SWBAT create and graph complicated equations, using the graphs to predict and/or solve for given values.

Try this lesson to energize graphing skills and understanding by giving students practice with real-world connections.

10 minutes

I begin this lesson with the height vs shoe size equation from yesterday's lesson on the board. An example would look like "*y = 0.4x - 14*". I ask my students to pair-share what they think it would look like as a graph and why? After a few minutes I randomly select students to share what they talked about and sketch their ideas on the front board. **(MP4)** Since they also need to explain why they think the graph will look like that I get a quick assessment of my students' understanding of graphing.

I leave the sketches posted, give each student a sheet of graph paper, and ask them to graph the equation. I remind them that x represents height in inches and y represents shoe size. I stay with x and y for now, but may be able to switch to f(x) and x when more of my students are familiarized with those terms in earlier classes. I also tell them that their graphs should have the axes and scales labeled. **(MP6)** When everyone is finished I ask them to compare what they've graphed to the sketches and congratulate themselves if their sketches were close to being correct. I then ask them to use their graph to predict the shoe size of someone who is 58 inches tall. Some students will say that it's not possible because they didn't make their graph big enough. I commiserate and suggest that our work yesterday included people as tall as 76 inches and as short as 28 inches, and that because the data is for human heights and shoe sizes that should have given them an idea of how to set up the scales for their graph. I then repeat my question about predicting the shoe size of someone 58 inches tall let volunteers give their best estimates. I finish by saying that scientists did similar calculations and used paper and pencil graphs to build the Eiffel Tower and to put men on the moon.

40 minutes

*You will need copies of the Graphing Problems for this section of the lesson. * I tell my students that now that we've worked through the toy story example as a group they will be working independently to solve two-variable problems by graphing them manually. I say that labels are important and that precision will make their work much easier. I remind them that they are welcome to use the rulers and graph paper I have and ask that they not crowd their graphs but also don't spread them to fill the page unless necessary. I distribute the Graphing Problems and ask if there are any questions. **(MP1, MP2, MP4)** While my students are working I walk around offering encouragement and redirection as needed. For example, I a student is struggling to come up with a model I might suggest that they estimate a few data points to get an idea of the shape of the graph.

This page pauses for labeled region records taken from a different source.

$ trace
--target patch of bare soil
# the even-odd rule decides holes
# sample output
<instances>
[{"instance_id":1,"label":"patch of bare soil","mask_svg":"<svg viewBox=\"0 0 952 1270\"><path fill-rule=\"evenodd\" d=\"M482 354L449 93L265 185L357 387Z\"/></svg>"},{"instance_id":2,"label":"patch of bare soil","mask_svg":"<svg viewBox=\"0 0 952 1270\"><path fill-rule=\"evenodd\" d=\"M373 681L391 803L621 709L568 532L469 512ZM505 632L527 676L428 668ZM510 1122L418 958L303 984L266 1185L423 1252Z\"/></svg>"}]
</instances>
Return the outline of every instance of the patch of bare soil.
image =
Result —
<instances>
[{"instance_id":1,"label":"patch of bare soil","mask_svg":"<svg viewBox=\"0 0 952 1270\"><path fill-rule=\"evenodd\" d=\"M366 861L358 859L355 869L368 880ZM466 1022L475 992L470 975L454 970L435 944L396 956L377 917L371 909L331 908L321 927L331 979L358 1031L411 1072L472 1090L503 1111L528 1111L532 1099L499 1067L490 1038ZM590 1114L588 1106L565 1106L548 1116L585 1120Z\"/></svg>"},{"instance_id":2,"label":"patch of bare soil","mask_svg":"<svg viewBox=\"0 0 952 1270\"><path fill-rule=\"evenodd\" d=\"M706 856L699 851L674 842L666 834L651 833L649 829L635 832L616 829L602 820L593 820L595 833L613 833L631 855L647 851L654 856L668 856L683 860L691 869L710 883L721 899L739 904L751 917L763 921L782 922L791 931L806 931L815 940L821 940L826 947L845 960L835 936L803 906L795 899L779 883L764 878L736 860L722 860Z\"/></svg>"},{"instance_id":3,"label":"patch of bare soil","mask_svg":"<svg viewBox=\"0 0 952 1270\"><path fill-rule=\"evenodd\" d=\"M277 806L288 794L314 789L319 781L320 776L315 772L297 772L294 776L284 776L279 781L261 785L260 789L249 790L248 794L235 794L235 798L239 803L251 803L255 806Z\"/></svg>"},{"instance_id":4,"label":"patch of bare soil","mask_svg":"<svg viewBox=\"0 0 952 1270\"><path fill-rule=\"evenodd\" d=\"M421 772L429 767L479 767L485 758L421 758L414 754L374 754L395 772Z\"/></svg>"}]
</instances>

When everyone is done I tell them that they will be self-checking their papers so that they have a reference for graphing when they need it. I project each problem on the board using my document camera and projector so my students can see the graphs as well as the points I estimated.

5 minutes

To close this lesson I ask my students to compare, in writing, making predictions from a graph as they did today and using an equation like they did yesterday. I explain that I don't just want to know which one they think is easier or faster, I want to know the strengths and weaknesses of each method. If you'd like sample questions to guide this reflection you might try these:

- What was the easiest thing about predicting from an equation? Why?
- What was the hardest thing about predicting from an equation? Why?
- What was the easiest thing about predicting from an graph? Why?
- What was the hardest thing about predicting from an graph? Why?
- Using your answers to questions 1-4, briefly compare the strengths and weaknesses of making predictions from an equation or a graph.